Swap spreads (see a short primer on the subject here) are excellent coincident and leading indicators of financial market and economic health, as well as direct indicators of systemic risk. Swap spreads are now very low and declining in most developed countries. This bodes well for growth in the coming year.
The first of the above charts shows 2-yr swap spreads for the U.S. and the Eurozone. U.S. swap spreads are now about as low as they have ever been, and Eurozone 2-yr swap spreads are at a new post-recession low. The second of the above charts shows 2-yr swap spreads in Japan, which have also fallen to close to their lowest levels ever.
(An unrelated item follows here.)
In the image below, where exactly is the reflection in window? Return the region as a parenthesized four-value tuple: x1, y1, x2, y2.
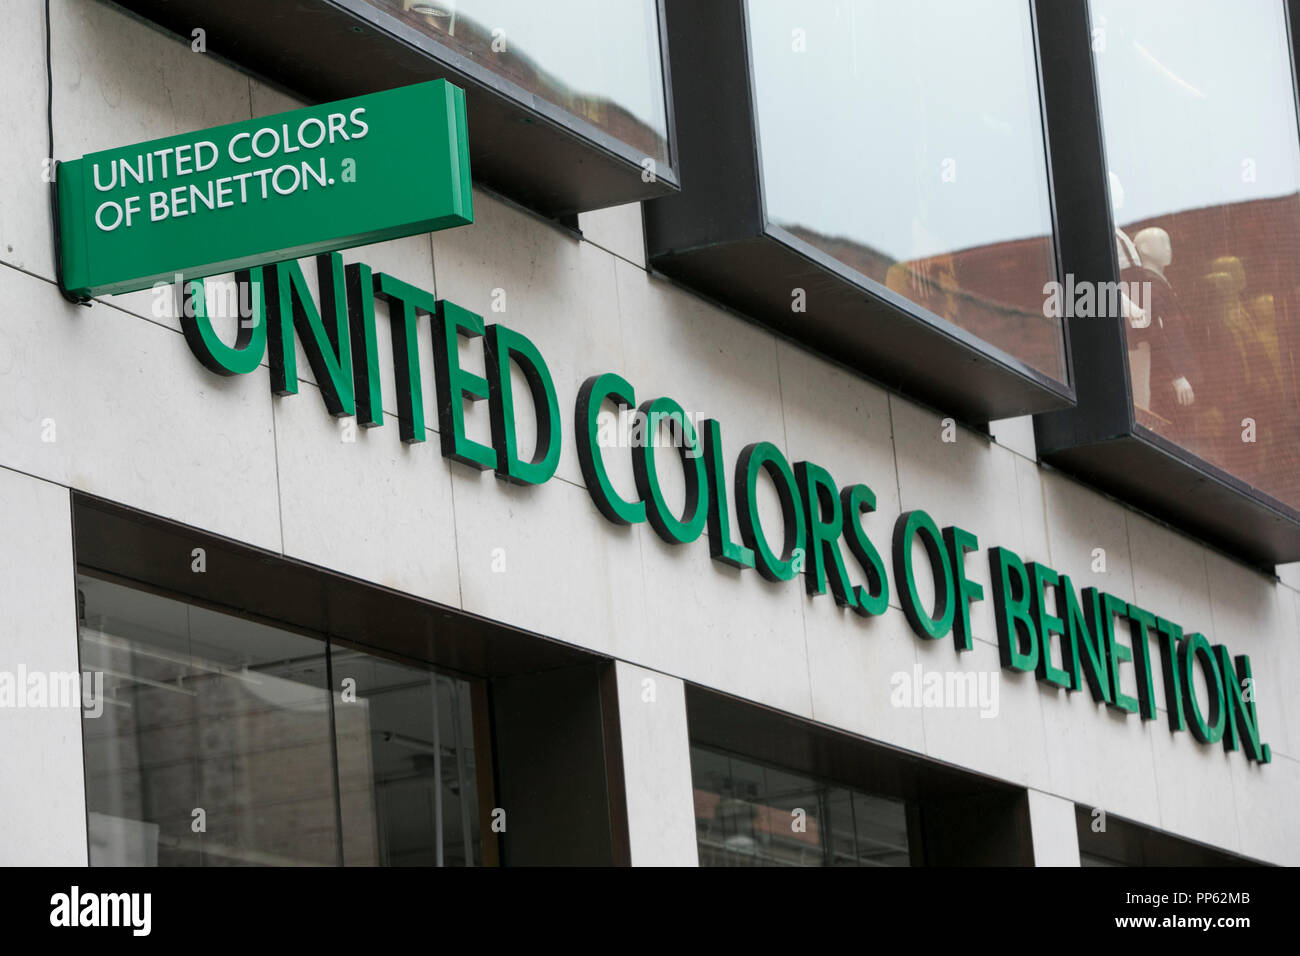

Very low swap spreads are indicative of financial markets that enjoy abundant liquidity conditions thanks to Quantitative Easing measures by the world's major central banks. The global banking system hasn't been this healthy for a long time. With banks on a solid footing and with a virtually unlimited ability to lend (thanks to abundant excess reserves), the only thing standing between today's modest economic growth rates and much faster real growth in the future is more confidence and new incentives to take on risk (e.g., lower tax rates on income and capital that boost the after-tax reward to work and investment).
Meanwhile, the virtual absence of systemic risk makes holding cash—which pays almost nothing— quite unattractive, especially when compared to the much higher yields available on alternative investments.
UPDATE: As the above chart shows, corporate credit spreads are now at post-recession lows. This helps confirm the message of swaps, namely that systemic risk is quite low these days. However, I would note that credit spreads have been quite a bit lower in the past. That suggests that corporate bonds—particularly those with lower credit quality ratings—continue to be attractive relative to Treasuries.